1) MSU resolved the cooling issue in the server room

2) 18th May, the core switch (Mellanox 2700) died from storage device issue. To recover, we used the new Dell S5232F switch to replace it. However afterwards, we see a lot of packets loss among different hosts, we had to connect all the other switches  and core service hosts directly to the new switch. It seems to be a spanning tree issue between the older Dell switches (OS can't be updated to OS10) and the new switch. We can't resolve this issue, especially we have planned to replace all switches in middle June. 

During this incident, we lost 3 dcache pools with 150TB data from an aging and no warranty MD3260 storage enclosure. (The vdisk failed, and could not be recovered  without technical support)We declared the lost files. 

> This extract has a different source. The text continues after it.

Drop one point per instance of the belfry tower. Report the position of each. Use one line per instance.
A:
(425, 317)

One big challenge to recover is from vmware, one of the vmware node has trouble to boot into its system(due to network issue), we had to migrate the images from this host to the other 2 , and we are still working with the vmware support to bring this host back to the cluster.

This incident cause a downtime of 6 days.  We still have ~30 work nodes suffering from significant packet loss, but the job failure from ATLAS is low (~3%). More impact is on the Tier3 jobs. 

3) Had difficulties setting site downtime.  Didn't seem to match CERN and file access expectations.
Part of that was operator problem (Philippe) until he started using the proper OSG wiki info.
Part of that must be some missing topology entries (more services besides gridftp in SE?) or advertisement between OSG and CRIC.

 

[1]MSU CRAC problems: We replaced the control board of CRAC#2 as it was still operating but could no longer read its temperature sensors.
CRAC#2 was relying on CRAC#1 for control, thus being a potential single point of total failure if CRAC#1 ever stopped. This scenario was deemed too dangerous, even for the couple months we have left, thus we paid for a control board replacement.
Separately, CRAC#1 turned off one of its compressors last Sunday. That's a repeat of 1 month ago.
These concerns will disappear when we move to the MSU data center in June-July.